Newly inaugurated President Joe Biden took executive action today to rejoin the Paris Climate Accord, as promised during his campaign. The executive order takes effect after a thirty-day notice period expires. Governments around the world deplored the move by Trump to take the second largest emitter of greenhouse gases out of the international agreement that took years of dedicated diplomacy to reach. President Biden is set to revoke the border crossing permit of the Keystone XL pipeline that was designed to carry Alberta tar sands south to US refineries from Canada. He is also expected to issue a flurry of orders reversing, where legally possible, environmental protection rollbacks instituted by the extraction friendly regime that ended today.
{19.01.21}The US Court of Appeals for the District of Columbia rejected Trump's Affordable Clean Energy (ACE) rule intended to replace and weaken his predecessor's clean power plan. His rejected plan would have only lowered power plant emissions by an estimated 11 million tons or less than one percent compared to the 32% reduction called for under the previous plan, which never took effect due to lawsuits by Repugnant attorneys general.

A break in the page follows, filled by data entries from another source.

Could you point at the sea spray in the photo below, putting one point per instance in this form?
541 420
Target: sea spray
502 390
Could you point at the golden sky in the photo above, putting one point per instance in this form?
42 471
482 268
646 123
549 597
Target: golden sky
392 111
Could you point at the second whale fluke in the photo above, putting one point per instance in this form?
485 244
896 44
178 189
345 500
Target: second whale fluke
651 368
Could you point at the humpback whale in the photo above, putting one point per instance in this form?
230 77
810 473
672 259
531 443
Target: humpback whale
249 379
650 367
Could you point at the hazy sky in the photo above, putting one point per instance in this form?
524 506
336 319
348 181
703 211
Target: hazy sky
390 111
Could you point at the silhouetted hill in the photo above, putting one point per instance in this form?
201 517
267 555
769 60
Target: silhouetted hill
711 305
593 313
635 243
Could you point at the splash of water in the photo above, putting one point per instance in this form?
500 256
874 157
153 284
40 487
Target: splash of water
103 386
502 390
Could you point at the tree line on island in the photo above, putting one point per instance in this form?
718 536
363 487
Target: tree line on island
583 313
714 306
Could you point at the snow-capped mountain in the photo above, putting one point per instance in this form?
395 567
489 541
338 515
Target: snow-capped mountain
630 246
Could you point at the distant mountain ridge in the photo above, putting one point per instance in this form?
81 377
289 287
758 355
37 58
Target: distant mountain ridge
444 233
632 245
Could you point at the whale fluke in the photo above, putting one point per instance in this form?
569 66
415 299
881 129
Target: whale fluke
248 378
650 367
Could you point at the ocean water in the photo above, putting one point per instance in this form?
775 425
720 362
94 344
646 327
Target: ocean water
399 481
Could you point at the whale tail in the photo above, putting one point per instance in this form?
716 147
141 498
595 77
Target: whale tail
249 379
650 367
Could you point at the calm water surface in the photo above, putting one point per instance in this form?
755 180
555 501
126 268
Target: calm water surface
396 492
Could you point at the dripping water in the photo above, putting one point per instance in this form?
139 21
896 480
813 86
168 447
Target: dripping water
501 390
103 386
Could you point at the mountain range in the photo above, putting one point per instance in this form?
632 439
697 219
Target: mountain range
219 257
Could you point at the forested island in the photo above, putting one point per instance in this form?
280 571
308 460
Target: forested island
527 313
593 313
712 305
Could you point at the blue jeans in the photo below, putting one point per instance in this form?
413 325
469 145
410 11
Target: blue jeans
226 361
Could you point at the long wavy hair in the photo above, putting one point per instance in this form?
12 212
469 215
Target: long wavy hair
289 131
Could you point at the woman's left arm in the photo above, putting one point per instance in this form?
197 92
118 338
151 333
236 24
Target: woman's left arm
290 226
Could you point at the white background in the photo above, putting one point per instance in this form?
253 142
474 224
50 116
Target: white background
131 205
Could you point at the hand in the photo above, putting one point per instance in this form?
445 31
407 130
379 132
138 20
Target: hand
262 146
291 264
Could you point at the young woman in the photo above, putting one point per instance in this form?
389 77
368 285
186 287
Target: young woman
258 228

The decision on the last full day of his chaotic term is significant because power plant emissions are the second largest contributor to greenhouse gases warming the plant and causing global climate change. The incoming administration of Joe Biden will have a clean slate to regulate these emissioins that the conservative Supreme Court decided the EPA has the authority to do so under the Clean Air Act (Massachusettes vs. EPA, 2007) The appeals court said the ACE law was based on a fundamental misreading of the Clear Air Act. No surprise there, as political influence always overruled science and even fact during Trump's regime. Trump's ACE law was worse than no regulation at all because it gave incentives to burn more fossil fuels. One study found that the ACE rule would cause model coal plants to spew 28 percent more carbon dioxide by 2030. EPA assessed that extra pollution could cause between 460 and 1400 additional deaths by 2030, while making respiratory illnesses like asthma worse. ACE was but a part of a broader effort to eliminate or relax environmental protection laws during his tenure in office. Significantly, he withdrew the US from the historic Paris climate accord, a deciosion Biden has pledged to reverse.